The nearly 200,000 African citizens that participated in ONE’s You Choose campaign early this year told the UN and world leaders that investing in health, especially in rural areas, is amongst the most urgent development priorities in Africa today.
This is because preventable and treatable diseases such as AIDS, TB, and malaria together still kill more than 2 million people in Africa annually. Childhood illnesses like pneumonia and diarrhoea kill thousands more every single day. Yet, as we all know, this is not inevitable and it certainly isn’t acceptable.
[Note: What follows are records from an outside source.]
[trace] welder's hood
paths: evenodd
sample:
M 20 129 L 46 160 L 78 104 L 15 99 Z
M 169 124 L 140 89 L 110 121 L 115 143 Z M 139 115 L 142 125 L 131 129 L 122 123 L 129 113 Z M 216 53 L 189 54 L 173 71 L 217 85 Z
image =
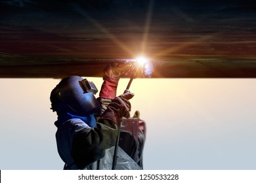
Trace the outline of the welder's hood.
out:
M 90 88 L 90 84 L 87 87 L 85 83 L 93 84 L 94 87 Z M 53 108 L 55 98 L 57 101 L 60 99 L 81 116 L 100 114 L 101 107 L 94 95 L 97 91 L 93 82 L 80 76 L 71 76 L 65 78 L 51 93 L 53 109 L 55 110 Z

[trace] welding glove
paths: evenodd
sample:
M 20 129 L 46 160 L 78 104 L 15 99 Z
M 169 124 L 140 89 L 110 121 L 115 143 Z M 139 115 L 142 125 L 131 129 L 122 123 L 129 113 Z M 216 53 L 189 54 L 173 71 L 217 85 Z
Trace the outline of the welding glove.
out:
M 133 93 L 126 93 L 115 97 L 100 116 L 99 120 L 111 120 L 119 125 L 123 117 L 130 117 L 131 103 L 129 100 L 133 96 Z
M 118 81 L 125 71 L 125 64 L 123 63 L 112 63 L 104 69 L 103 83 L 99 96 L 104 99 L 112 99 L 116 96 Z

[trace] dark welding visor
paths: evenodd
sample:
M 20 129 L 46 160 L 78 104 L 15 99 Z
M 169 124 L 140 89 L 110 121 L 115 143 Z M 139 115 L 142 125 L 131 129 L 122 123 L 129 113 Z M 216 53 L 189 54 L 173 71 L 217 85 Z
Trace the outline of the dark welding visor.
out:
M 94 94 L 97 93 L 98 90 L 95 84 L 89 81 L 87 79 L 83 79 L 79 81 L 81 87 L 82 88 L 85 93 L 93 93 Z

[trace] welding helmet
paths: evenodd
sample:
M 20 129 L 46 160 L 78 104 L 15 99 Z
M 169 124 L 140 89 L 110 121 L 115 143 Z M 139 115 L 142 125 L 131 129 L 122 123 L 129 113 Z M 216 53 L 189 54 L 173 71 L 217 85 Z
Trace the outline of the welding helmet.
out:
M 57 114 L 66 110 L 81 116 L 100 114 L 101 107 L 94 95 L 97 92 L 93 82 L 77 76 L 68 76 L 53 90 L 50 97 L 52 109 Z

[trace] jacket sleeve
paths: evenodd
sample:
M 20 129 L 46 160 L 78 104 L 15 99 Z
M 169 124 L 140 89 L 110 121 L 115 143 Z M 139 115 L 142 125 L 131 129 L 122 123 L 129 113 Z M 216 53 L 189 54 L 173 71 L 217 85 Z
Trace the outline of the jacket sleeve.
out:
M 117 126 L 114 122 L 99 120 L 94 128 L 81 130 L 74 135 L 71 155 L 79 169 L 102 158 L 105 150 L 115 145 Z

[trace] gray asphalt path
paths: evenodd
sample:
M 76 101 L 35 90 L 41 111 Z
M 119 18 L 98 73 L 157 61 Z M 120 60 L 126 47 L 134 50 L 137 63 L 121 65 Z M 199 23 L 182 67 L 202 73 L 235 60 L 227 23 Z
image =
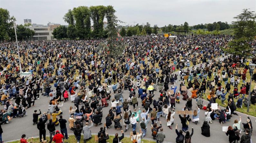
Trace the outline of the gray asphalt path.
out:
M 196 66 L 198 66 L 198 65 Z M 178 72 L 177 72 L 178 73 Z M 178 82 L 176 83 L 177 86 L 177 89 L 179 88 L 179 84 L 180 82 Z M 170 87 L 169 85 L 169 87 Z M 158 89 L 157 86 L 157 89 Z M 154 99 L 158 99 L 158 98 L 160 96 L 160 93 L 158 91 L 155 91 L 155 96 Z M 191 95 L 191 93 L 189 92 L 189 95 Z M 124 98 L 128 99 L 129 97 L 129 93 L 128 90 L 125 91 L 124 93 L 123 94 Z M 25 134 L 27 137 L 31 137 L 38 136 L 39 135 L 39 131 L 36 127 L 36 125 L 33 125 L 32 122 L 32 114 L 34 110 L 41 109 L 42 112 L 44 111 L 46 112 L 48 110 L 48 102 L 49 100 L 49 97 L 43 97 L 40 96 L 40 99 L 35 101 L 35 104 L 36 106 L 35 107 L 31 107 L 27 110 L 27 112 L 28 115 L 21 118 L 14 118 L 11 120 L 9 123 L 5 124 L 2 125 L 2 127 L 4 131 L 4 133 L 2 134 L 3 140 L 7 141 L 10 140 L 18 139 L 20 139 L 21 135 L 24 134 Z M 113 96 L 112 96 L 112 98 L 113 98 Z M 180 104 L 176 103 L 176 110 L 181 110 L 183 108 L 183 106 L 185 104 L 186 102 L 185 101 L 182 100 L 182 97 L 181 98 L 180 102 Z M 144 108 L 141 106 L 141 101 L 140 99 L 138 99 L 139 102 L 139 107 L 141 109 L 143 110 Z M 13 101 L 14 102 L 14 101 Z M 204 101 L 204 104 L 207 104 L 208 101 Z M 110 101 L 109 101 L 110 103 Z M 192 110 L 197 109 L 196 102 L 195 99 L 193 99 Z M 74 107 L 74 104 L 70 101 L 70 100 L 68 102 L 63 103 L 63 106 L 62 107 L 63 114 L 62 115 L 63 118 L 67 120 L 68 119 L 69 116 L 68 115 L 68 110 L 70 106 Z M 80 105 L 79 107 L 80 108 L 81 105 Z M 151 105 L 151 107 L 153 107 L 153 105 Z M 132 106 L 129 106 L 129 109 L 130 109 L 132 111 L 133 111 L 133 109 L 132 109 Z M 106 116 L 107 114 L 108 113 L 108 111 L 109 109 L 110 106 L 108 107 L 104 108 L 102 111 L 103 111 L 103 117 L 102 118 L 102 123 L 105 122 L 105 117 Z M 123 111 L 123 110 L 122 110 Z M 222 127 L 224 126 L 228 126 L 232 125 L 234 123 L 235 119 L 237 119 L 239 120 L 239 116 L 233 115 L 233 117 L 232 117 L 230 121 L 227 121 L 226 123 L 223 124 L 223 126 L 221 126 L 219 123 L 218 120 L 215 120 L 213 121 L 212 124 L 210 124 L 210 127 L 211 137 L 206 137 L 202 135 L 201 134 L 201 127 L 204 121 L 205 120 L 204 113 L 205 111 L 201 110 L 199 114 L 200 120 L 198 121 L 197 125 L 190 122 L 189 125 L 188 131 L 191 131 L 192 128 L 194 128 L 194 134 L 192 137 L 192 142 L 210 142 L 211 141 L 214 141 L 214 142 L 219 143 L 228 143 L 228 137 L 226 136 L 225 132 L 222 131 Z M 246 116 L 245 114 L 238 113 L 239 115 L 242 116 L 242 123 L 245 123 L 246 120 L 247 119 Z M 254 117 L 250 116 L 252 120 L 252 126 L 255 127 L 254 123 L 255 123 L 256 118 Z M 181 123 L 180 120 L 178 116 L 178 115 L 175 115 L 174 116 L 174 124 L 172 125 L 173 130 L 170 129 L 166 126 L 166 122 L 165 120 L 165 117 L 160 117 L 160 121 L 162 122 L 163 128 L 164 129 L 164 131 L 165 132 L 166 135 L 166 138 L 165 139 L 165 141 L 168 142 L 175 142 L 175 139 L 177 137 L 177 135 L 175 131 L 175 125 L 176 124 L 178 124 L 178 130 L 181 130 L 182 127 L 182 125 Z M 141 118 L 140 115 L 140 119 L 141 120 Z M 48 122 L 47 122 L 48 123 Z M 122 120 L 121 123 L 123 123 Z M 147 131 L 147 134 L 145 137 L 152 138 L 151 136 L 151 132 L 150 128 L 151 126 L 151 121 L 150 121 L 149 123 L 148 124 Z M 157 123 L 158 125 L 159 125 L 159 121 Z M 102 124 L 98 125 L 97 127 L 94 126 L 93 128 L 91 128 L 92 133 L 97 133 L 100 131 L 100 128 L 101 127 L 103 127 L 103 125 Z M 111 128 L 110 129 L 108 129 L 106 132 L 109 134 L 114 134 L 116 133 L 120 133 L 120 131 L 117 131 L 114 129 L 114 125 L 112 124 Z M 241 128 L 242 128 L 242 125 L 241 124 Z M 68 123 L 67 123 L 67 127 L 68 129 L 68 133 L 72 133 L 72 131 L 68 129 Z M 139 128 L 140 128 L 139 125 L 137 124 L 136 130 L 137 131 L 139 131 Z M 60 130 L 59 125 L 56 127 L 56 129 Z M 124 128 L 123 126 L 122 130 L 124 130 Z M 254 128 L 255 129 L 255 128 Z M 130 131 L 131 131 L 131 126 L 129 130 L 126 132 L 125 133 L 126 135 L 129 135 Z M 252 133 L 253 135 L 255 133 L 256 130 L 253 130 Z M 242 133 L 244 133 L 244 132 L 242 132 Z M 49 135 L 49 133 L 48 130 L 46 129 L 46 134 Z M 240 135 L 240 137 L 242 134 Z M 256 140 L 256 137 L 253 135 L 252 136 L 252 142 Z

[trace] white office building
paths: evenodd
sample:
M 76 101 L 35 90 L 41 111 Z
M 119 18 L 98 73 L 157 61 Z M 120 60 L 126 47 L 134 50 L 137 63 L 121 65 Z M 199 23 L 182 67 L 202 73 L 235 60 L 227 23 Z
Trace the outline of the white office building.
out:
M 35 31 L 35 35 L 33 37 L 25 39 L 25 40 L 53 40 L 52 31 L 49 27 L 37 27 L 29 26 L 26 27 Z

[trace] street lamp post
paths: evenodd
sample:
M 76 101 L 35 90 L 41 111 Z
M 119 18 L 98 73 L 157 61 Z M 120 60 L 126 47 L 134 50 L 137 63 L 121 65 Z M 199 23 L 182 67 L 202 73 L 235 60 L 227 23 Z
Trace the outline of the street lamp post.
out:
M 19 57 L 19 63 L 20 65 L 20 72 L 22 72 L 22 69 L 21 68 L 21 63 L 20 61 L 20 51 L 19 50 L 19 46 L 18 45 L 18 39 L 17 38 L 17 34 L 16 34 L 16 26 L 15 24 L 15 21 L 14 20 L 10 20 L 10 22 L 13 22 L 13 27 L 14 28 L 14 31 L 15 32 L 15 38 L 16 39 L 16 45 L 17 45 L 17 52 L 18 52 L 18 56 Z
M 253 73 L 253 70 L 255 68 L 256 65 L 251 64 L 249 65 L 250 67 L 250 71 L 251 72 L 251 80 L 250 81 L 250 88 L 249 90 L 249 97 L 248 98 L 248 103 L 247 105 L 247 112 L 249 112 L 249 108 L 250 107 L 250 100 L 251 99 L 251 79 L 252 77 L 252 74 Z
M 36 79 L 37 79 L 37 70 L 36 70 L 36 53 L 33 53 L 32 54 L 33 57 L 35 58 L 35 73 L 36 75 Z

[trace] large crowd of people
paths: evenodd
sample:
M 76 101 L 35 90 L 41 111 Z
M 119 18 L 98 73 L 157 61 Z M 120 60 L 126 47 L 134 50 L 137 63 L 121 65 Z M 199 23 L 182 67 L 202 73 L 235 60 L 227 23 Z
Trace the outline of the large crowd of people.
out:
M 20 42 L 21 71 L 16 43 L 2 42 L 0 124 L 8 123 L 13 118 L 33 116 L 42 142 L 62 142 L 68 139 L 67 131 L 71 130 L 78 143 L 81 135 L 85 143 L 92 138 L 90 128 L 94 124 L 99 126 L 99 143 L 107 142 L 109 136 L 106 131 L 110 128 L 121 130 L 121 136 L 116 133 L 111 142 L 121 142 L 124 132 L 129 131 L 132 132 L 131 142 L 140 143 L 149 130 L 152 137 L 147 138 L 162 143 L 168 131 L 162 126 L 166 124 L 172 130 L 175 116 L 182 124 L 179 131 L 176 126 L 176 142 L 189 143 L 194 137 L 193 128 L 189 131 L 190 122 L 197 124 L 199 113 L 205 110 L 202 134 L 210 137 L 208 124 L 212 120 L 225 123 L 232 115 L 238 115 L 237 108 L 248 104 L 250 85 L 247 79 L 251 77 L 247 73 L 253 72 L 252 79 L 256 81 L 256 73 L 249 66 L 256 59 L 233 57 L 221 50 L 232 38 L 222 35 L 126 37 L 117 40 L 126 44 L 123 54 L 110 60 L 106 58 L 108 52 L 100 48 L 104 39 Z M 255 41 L 250 44 L 256 48 Z M 184 86 L 185 90 L 182 89 Z M 250 104 L 254 105 L 256 88 L 253 88 Z M 126 90 L 128 94 L 124 93 Z M 188 93 L 190 91 L 191 96 Z M 204 100 L 205 96 L 209 103 Z M 27 115 L 26 111 L 33 110 L 42 96 L 49 97 L 48 110 L 42 113 L 34 110 L 33 115 Z M 225 109 L 212 109 L 211 104 L 218 100 Z M 192 111 L 192 115 L 175 114 L 175 104 L 181 100 L 185 101 L 182 110 Z M 192 100 L 196 100 L 196 105 L 192 105 Z M 68 111 L 62 111 L 67 102 L 74 106 Z M 109 109 L 106 115 L 103 108 Z M 62 115 L 67 114 L 69 118 L 64 119 Z M 226 134 L 230 142 L 251 141 L 251 121 L 248 117 L 245 121 L 242 128 L 241 118 L 229 126 Z M 60 131 L 56 131 L 55 127 L 59 125 Z M 47 130 L 50 140 L 46 141 Z M 241 136 L 242 131 L 245 133 Z M 0 128 L 0 143 L 3 131 Z M 21 143 L 27 143 L 26 139 L 23 135 Z

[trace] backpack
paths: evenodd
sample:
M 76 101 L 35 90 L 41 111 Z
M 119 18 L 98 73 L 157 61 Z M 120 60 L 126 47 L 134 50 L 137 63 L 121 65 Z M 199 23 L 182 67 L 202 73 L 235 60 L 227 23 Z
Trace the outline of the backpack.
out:
M 230 115 L 229 114 L 227 114 L 227 120 L 229 120 L 231 118 L 231 115 Z
M 132 136 L 132 143 L 137 143 L 137 140 L 136 140 L 137 138 L 137 135 L 136 135 L 136 137 L 135 137 L 135 139 L 134 139 L 133 138 L 133 136 Z
M 152 133 L 153 134 L 153 135 L 156 136 L 156 134 L 157 134 L 157 129 L 156 128 L 153 128 L 152 129 Z
M 146 125 L 144 122 L 142 121 L 140 123 L 140 127 L 141 129 L 145 129 L 146 128 Z
M 183 136 L 182 135 L 180 135 L 179 138 L 178 139 L 178 140 L 180 142 L 182 142 L 183 141 Z

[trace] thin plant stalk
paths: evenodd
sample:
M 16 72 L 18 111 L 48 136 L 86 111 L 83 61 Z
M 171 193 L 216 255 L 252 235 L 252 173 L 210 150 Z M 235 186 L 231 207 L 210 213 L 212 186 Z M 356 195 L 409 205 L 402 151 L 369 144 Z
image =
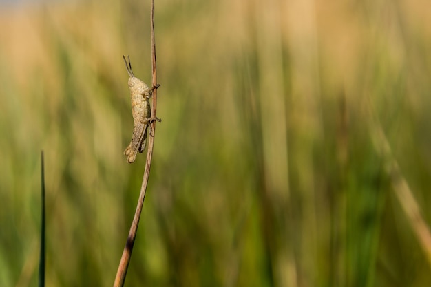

The purpose of ONE’s new campaign, Open budgets, Save Lives, is for us as African citizens to collectively urge our leaders increase their health budget in accordance with the Abuja Africa Union health declaration (2001) and also ensure that health budgeting and spending is transparent. Citizens must be able to hold their governments accountable for how public funds are reaching patients.
Over the last few decades we have learnt a lot about what it takes to solve big global health challenges. Technical experts and policy wonks alike will tell you that improving health requires a combination of smart planning, effective delivery, public-private partnership, and local innovation. But most crucially it requires resources, across the board.
Historically, most of ONE’s attention has been on donor capital mainly when it comes to enhancing global health efforts. But with a rapidly growing ONE grassroots membership in Africa, our focus increasingly is on ensuring African governments meet their existing commitments to invest more in the health of their own people. Thus, it is both exciting and empowering that our Africa health campaigning will focus on this growing membership, its leadership, its commitments, its own dynamic advocacy movements, and its own resources.
Over a decade ago in 2001, African leaders signed the Abuja declaration committing to spend 15% of their national budgets on health programmes. This was informed by the realisation that Africa’s race to prosperity was held back by its high disease burden. The collective wisdom was that significant increases in African public health spending, bolstered by donor support and other investors, could help turn the tide on some of these deadly diseases and unleash the productive potential of the affected and vulnerable population.
Since then, however, our governments have fallen far short of achieving their own 15% target. According to the World Health Organisation, only six countries met the Abuja target in 2011, with another three very close.
This matters in the big scheme of things. Recent ONE Data Report analysis shows that collectively, an estimated US $102 billion in additional resources could have been freed up for health programs if African governments had met their commitments every year between 2001 and 2010. But even if only half of $102 billion had been made available significant numbers of lives would have been saved. US$ 51 billion would have been more than the roughly $46 billion that all donors spent on health in Africa during the same time period. This large deficit is not unconnected to the death of 2 million people in Africa every year from preventable and treatable diseases.
Compounding the problem is the fact that many of our countries’ budgets are not “open”, making it hard to publicly track how much is being spent and how a country prioritises spending among diseases, between regional and local facilities, and how it’s managing and monitoring its investments. Ultimately, it is harder to track the effectiveness of resources at ensuring citizens can access the health services they need.
Unmet health financing commitments and opaque budgets drum rolls us to our newest campaign: Open budgets. Save lives. While we give credit to African governments for a lot of the progress in health achievements over the last decade, and are mindful of the unenviable task facing African Ministers of Health and Finance of prioritising an incredible number of competing challenges, we believe health comes first.
We need your help in holding governments accountable for increasing their spending in an open and transparent way.
If you are in South Africa: SMS your name to 30670 for FREE & ask the Government to increase and open our health budgets
If you are anywhere else, take action right now on ONE.org
Together, we can help ensure that African resources for African health challenges play a greater role in ending the tragedy of preventable diseases like AIDS, TB, and malaria once and for all.